The Mudcat Café TM
Thread #125998   Message #2796733
Posted By: Jim Carroll
26-Dec-09 - 12:23 PM
Thread Name: the UK folk revival in 2010
Subject: RE: the UK folk revival in 2010
None of this has any anything to do with either my approval nor my standards. I suggest that unless the clubs cease to allow themselves to be used as musical landfill sites, and unless what goes on there is performed to a basic standard, they will die. You have my suggestion of what those standards should be elsewhere on this thread, but here we go again - REMEMBERING THE WORDS, SINGING IN TUNE AND HAVING ENOUGH OF AN UNDERSTANDING OF THE SONGS TO BE ABLE TO CONVEY THEM TO THE LISTENERS.

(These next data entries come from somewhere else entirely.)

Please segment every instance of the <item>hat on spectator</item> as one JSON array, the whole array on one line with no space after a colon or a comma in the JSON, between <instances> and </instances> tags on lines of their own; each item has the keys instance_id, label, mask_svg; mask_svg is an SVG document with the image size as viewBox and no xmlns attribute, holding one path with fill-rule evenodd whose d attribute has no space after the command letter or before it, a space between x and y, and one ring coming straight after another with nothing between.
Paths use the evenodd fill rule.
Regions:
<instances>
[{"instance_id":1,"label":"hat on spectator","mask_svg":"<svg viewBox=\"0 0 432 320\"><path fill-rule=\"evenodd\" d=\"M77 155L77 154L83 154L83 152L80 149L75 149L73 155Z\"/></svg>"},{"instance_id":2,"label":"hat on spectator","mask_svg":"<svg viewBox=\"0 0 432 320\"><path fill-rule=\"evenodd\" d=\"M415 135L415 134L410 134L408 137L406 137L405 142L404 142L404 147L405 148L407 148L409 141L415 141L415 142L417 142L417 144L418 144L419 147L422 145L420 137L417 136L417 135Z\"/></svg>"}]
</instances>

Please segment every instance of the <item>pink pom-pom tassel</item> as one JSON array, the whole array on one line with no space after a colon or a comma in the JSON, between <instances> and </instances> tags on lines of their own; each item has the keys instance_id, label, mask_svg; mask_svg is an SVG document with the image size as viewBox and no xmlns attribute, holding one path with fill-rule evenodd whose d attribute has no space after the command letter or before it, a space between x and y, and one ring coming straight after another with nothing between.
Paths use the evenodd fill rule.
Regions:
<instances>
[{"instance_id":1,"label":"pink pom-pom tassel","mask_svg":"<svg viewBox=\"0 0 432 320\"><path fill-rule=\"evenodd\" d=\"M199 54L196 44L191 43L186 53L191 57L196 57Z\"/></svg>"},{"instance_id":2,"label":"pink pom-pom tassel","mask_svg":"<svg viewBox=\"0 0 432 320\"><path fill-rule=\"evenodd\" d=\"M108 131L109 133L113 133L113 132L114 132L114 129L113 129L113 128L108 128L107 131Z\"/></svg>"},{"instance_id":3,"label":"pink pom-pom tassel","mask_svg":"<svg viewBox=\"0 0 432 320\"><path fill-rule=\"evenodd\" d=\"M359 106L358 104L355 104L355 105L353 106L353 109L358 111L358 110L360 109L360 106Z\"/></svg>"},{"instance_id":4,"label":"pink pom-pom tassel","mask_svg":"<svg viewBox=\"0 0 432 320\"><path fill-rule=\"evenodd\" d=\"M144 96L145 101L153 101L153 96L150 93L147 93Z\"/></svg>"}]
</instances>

As far as what material is presented - let's argue about definition if you want but if you give yourself a name - in this case 'folk', you commit yourself to a type of music - god knows, it's become wide enough to cater for a large range of tastes, but as far as I can see, not as wide as - (sorry S O'P - you shouldn't have provided the perfect example in the first place):
"Blues, Shanties, Kipling, Cicely Fox Smith, Music Hall, George Formby, Pop, County, Dylan, Cohen, Cash, Medieval Latin, Beatles, Irish Jigs and Reels, Scottish Strathspeys, Gospel, Rock, Classical Guitar, Native American Chants, Operatic Arias and even the occasional Traditional Song and Ballad", most of which don't come anywhere the term 'folk'. Try pleasing all of the people all of the time and you end up pleasing no-one. I know this from bitter experience when two thirds of the club audiences disappeared in the 80s because folk clubs stopped presenting folk music, and basic standards were abandoned.
"It's a small and shrinking world and we have to live together."
What on earth does that mean - does that mean I can now go to a classical concert expecting east Anglian dance music, or to a recital of operatica arias and expect to enjoy an evening of Gordeanna McCulloch or Ellen Mitchell singing traditional ballads? If not, why not?
You seem to have gone silent on our earlier head-to-head; let's see how we do with this one.